THE PERKS OF BEING A WALLFLOWER

Grade: B

Coming-of-age movies are a dime a dozen, but if “The Perks of Being a Wallflower” doesn’t explore any new territory, it covers familiar ground engagingly, and sometimes touchingly. Writer-director Stephen Chbosky has transformed his epistolary novel into one of the better recent examples of the genre while dropping most of the letter-reading of the book.

The main character in the period story, set in the early nineties, is Charlie (Logan Lerman), a freshman who dreads the first day of high school. He expresses his fears via voiceover, reading a letter he’s writing to an unnamed “friend”—a leftover from the book that’s only occasionally employed. And as it turns out his concerns are valid ones—until he’s praised (and encouraged) by cool English teacher Mr. Anderson (Paul Rudd) and adopted by irresistible senior Sam (Emma Watson) and her wildly unconventional brother Patrick (Ezra Miller), who take him into their circle after a party at which he consumes some Alice B. Toklas style brownies and entertains the crowd before lapsing into recollections about his troubled past.

His big revelation involves the suicide of his best friend, which—we learn—was the occasion for a stint in a psychiatric ward. But flashbacks involving his beloved aunt Helen (Melanie Lynskey) suggest an even more disturbing circumstance in his childhood, one that’s fairly obvious early on but is withheld from full disclosure until late in the story, to much less harrowing effect than Chbosky obviously intended. Awkward time with his parents (Dylan McDermott and Kate Walsh) and siblings also provide back-story.

But most of the running-time is devoted to Charlie’s involvement with Patrick, Sam, and their clique—most notably Mary Elizabeth (Mae Whitman), the aggressive punk type the hero takes as a girlfriend while secretly pining after Sam. Lerman makes an agreeably gangly hero, although his habit of biting his lip to show his nervousness is employed much too often. Fresh from the “Harry Potter” pictures, Watson convincingly looks and acts the free-spirited girl Charlie would fall for, and she nails the accent.

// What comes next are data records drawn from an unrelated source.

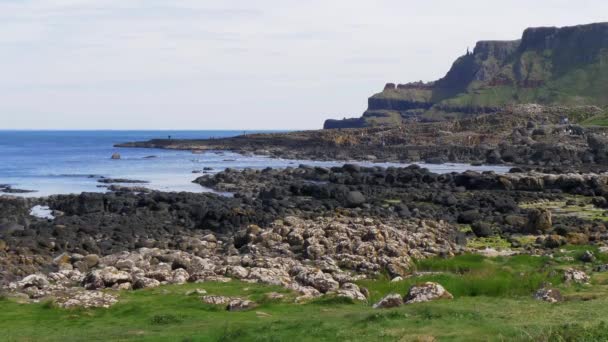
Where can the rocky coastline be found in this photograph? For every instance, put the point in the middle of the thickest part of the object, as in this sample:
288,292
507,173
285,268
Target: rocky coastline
312,230
528,135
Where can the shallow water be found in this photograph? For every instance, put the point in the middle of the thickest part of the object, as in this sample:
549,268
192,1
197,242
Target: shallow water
64,162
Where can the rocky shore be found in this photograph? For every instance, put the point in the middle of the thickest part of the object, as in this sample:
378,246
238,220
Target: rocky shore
310,229
541,136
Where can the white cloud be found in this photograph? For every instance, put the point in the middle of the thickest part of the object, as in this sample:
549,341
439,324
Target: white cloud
236,64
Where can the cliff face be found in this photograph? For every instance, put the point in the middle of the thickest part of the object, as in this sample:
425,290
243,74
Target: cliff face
548,65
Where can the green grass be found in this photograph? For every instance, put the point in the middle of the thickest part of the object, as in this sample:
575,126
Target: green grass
492,302
495,242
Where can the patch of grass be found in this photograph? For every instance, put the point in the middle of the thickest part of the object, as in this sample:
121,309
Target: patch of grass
495,242
164,319
473,275
492,302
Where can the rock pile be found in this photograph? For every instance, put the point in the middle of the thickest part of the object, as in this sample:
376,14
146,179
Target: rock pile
425,292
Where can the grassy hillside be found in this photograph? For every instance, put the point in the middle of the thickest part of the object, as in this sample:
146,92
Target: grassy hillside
493,301
551,66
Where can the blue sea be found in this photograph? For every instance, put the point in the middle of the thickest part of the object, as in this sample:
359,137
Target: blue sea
64,162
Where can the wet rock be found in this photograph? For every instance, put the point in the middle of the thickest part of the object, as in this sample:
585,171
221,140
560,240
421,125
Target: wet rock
427,292
539,220
354,199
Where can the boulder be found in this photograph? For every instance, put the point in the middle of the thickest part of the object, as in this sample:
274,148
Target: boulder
572,275
352,291
354,199
144,283
548,295
392,300
539,220
427,292
179,276
239,304
587,256
34,280
86,299
216,300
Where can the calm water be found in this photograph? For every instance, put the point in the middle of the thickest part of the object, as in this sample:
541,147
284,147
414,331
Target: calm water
61,162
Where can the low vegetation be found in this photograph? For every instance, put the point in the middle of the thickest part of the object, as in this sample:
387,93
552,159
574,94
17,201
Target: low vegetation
492,301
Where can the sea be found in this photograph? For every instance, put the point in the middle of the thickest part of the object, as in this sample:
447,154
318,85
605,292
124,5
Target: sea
71,162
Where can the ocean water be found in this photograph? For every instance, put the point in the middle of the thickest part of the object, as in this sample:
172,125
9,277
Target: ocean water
64,162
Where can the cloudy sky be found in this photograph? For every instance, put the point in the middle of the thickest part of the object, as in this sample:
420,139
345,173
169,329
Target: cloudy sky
254,64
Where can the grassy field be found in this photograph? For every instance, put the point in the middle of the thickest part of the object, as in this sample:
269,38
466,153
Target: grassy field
493,301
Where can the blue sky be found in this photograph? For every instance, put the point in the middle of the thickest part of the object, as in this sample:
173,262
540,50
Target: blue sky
285,64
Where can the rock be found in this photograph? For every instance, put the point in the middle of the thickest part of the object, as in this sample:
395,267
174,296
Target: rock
239,304
63,258
575,276
352,291
539,220
91,260
125,264
548,295
144,283
179,276
354,199
392,300
216,300
554,241
427,292
86,299
274,295
122,286
601,268
319,280
587,256
111,275
482,229
39,281
199,292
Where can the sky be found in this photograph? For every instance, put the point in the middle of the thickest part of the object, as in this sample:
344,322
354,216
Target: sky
229,64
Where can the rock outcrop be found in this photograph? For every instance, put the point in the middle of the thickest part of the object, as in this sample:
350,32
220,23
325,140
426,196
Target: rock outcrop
500,73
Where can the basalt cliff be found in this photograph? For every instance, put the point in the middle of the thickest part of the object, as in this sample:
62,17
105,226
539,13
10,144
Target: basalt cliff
548,65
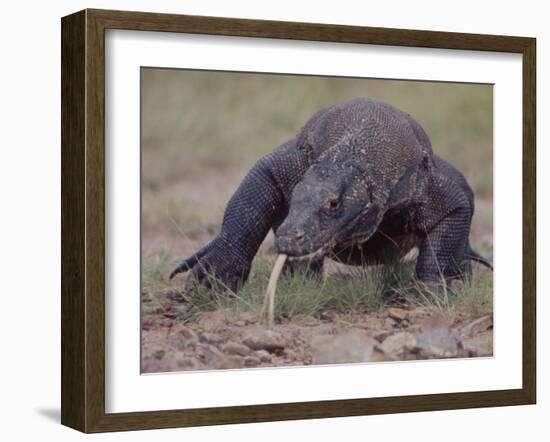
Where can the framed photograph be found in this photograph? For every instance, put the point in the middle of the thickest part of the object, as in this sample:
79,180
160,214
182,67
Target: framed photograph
270,220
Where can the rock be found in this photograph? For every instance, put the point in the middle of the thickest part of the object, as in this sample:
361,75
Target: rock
150,322
211,338
187,363
479,345
265,340
211,321
479,325
264,355
251,361
350,347
231,362
159,354
234,348
398,345
437,344
398,314
208,354
382,334
175,295
372,324
328,315
248,317
185,332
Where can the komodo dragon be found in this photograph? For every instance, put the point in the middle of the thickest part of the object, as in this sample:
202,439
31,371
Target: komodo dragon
357,184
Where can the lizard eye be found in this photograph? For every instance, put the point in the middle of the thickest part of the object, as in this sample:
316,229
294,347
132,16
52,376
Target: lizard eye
333,203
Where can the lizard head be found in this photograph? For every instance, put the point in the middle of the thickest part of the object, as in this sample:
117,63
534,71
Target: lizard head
331,204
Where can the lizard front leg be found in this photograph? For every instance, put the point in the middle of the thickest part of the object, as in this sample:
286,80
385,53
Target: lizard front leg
446,223
259,201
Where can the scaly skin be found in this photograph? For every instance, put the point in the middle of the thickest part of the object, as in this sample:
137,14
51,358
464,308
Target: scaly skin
358,183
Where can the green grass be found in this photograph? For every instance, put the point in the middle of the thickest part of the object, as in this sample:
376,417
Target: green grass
202,131
300,294
218,120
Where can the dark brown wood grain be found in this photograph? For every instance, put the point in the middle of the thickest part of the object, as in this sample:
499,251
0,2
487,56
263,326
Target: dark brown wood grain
83,220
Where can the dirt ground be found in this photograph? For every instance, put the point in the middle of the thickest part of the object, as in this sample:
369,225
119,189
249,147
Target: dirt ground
337,337
193,159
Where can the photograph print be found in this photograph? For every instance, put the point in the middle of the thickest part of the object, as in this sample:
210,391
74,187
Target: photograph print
293,220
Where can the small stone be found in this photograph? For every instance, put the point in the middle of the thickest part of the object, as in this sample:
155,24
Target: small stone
382,334
235,348
248,317
398,314
231,362
251,361
211,321
437,344
328,315
187,364
211,338
350,347
265,340
480,345
185,332
479,325
396,346
264,355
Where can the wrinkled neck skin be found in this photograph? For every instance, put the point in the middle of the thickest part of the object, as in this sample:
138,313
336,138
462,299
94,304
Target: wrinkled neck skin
334,204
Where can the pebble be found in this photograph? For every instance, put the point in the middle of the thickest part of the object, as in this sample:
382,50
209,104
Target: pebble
398,314
398,344
211,338
185,332
264,355
248,317
265,340
345,348
235,348
251,361
479,325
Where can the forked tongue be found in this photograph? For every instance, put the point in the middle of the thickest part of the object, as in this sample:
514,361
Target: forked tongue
268,305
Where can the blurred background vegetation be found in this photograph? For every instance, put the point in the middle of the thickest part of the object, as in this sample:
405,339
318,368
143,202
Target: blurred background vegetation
202,131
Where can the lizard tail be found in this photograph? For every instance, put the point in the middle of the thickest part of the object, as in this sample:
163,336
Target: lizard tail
474,256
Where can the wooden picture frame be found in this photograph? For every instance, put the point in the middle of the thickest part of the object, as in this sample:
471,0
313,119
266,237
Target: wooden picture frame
83,220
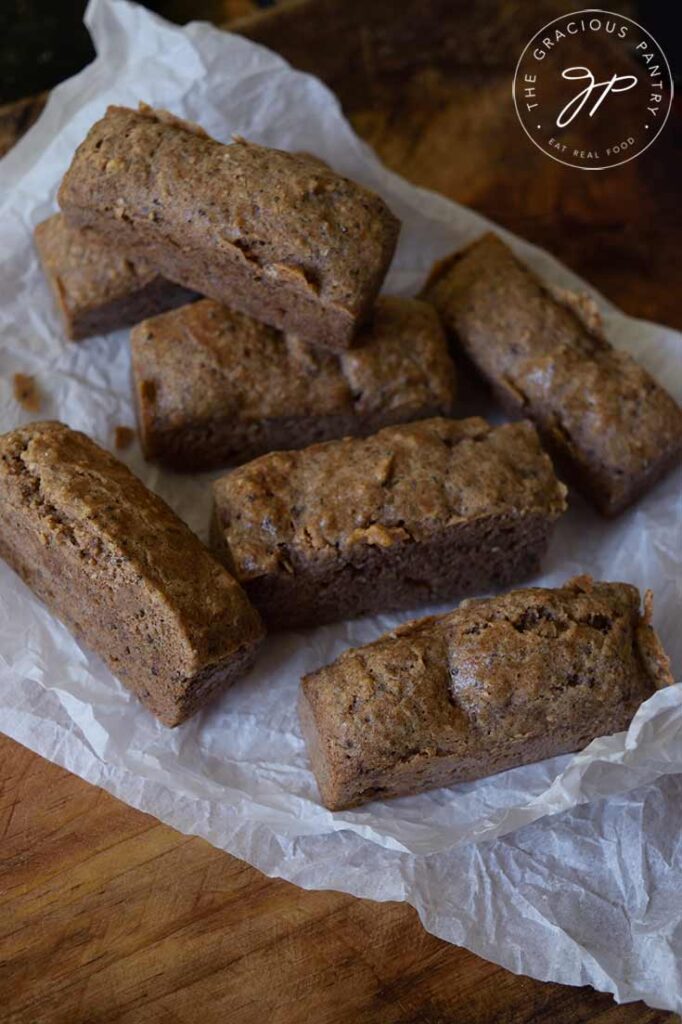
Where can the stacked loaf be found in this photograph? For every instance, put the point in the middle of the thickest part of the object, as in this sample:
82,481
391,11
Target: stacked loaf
259,341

But the real sparkplug of the movie is Miller, who follows his very different turns in “City Island” and “We Have to Talk About Kevin” with a flamboyantly enjoyable one here. Patrick isn’t exactly the most original character in the world—the extravagantly gay kid who has a ready quip for every situation and seems unable to take anything really seriously. But Miller gives him a carefree air that’s genuinely attractive, even when he’s in drag for repeated dress-up screenings of “The Rocky Horror Picture Show.” And when a subplot involving the school quarterback (Johnny Simmons) kicks in, Miller adds a degree of pain to the character that gives him genuine emotional depth. He’s so good, in fact, that he throws off the film’s balance: Charlie’s supposed to be the focus of the story, but you find yourself concentrating on Patrick instead. Miller’s so good, though, that you’re likely to find the imbalance worth it.

Chbosky and his crew—particularly production designer Inbal Weinberg, art director Gregory Weimerskirch, costume designer David C. Robinson and set decorator Merissa Lombardo—don’t overdo the period trappings, opting for an understated look instead, with good results, and cinematographer Andrea Dunn captures it all in work that doesn’t call attention to itself but is more than competent. The all-important music selections have been selected intelligently by Alexandra Patsavas.

“The Perks of Being a Wallflower” has a whiff of the afterschool special about it, and an air of affection sometimes sets in. But compared to other recent coming-of-age tales, it goes to the head of the class, not least because of Miller’s eye-catching performance.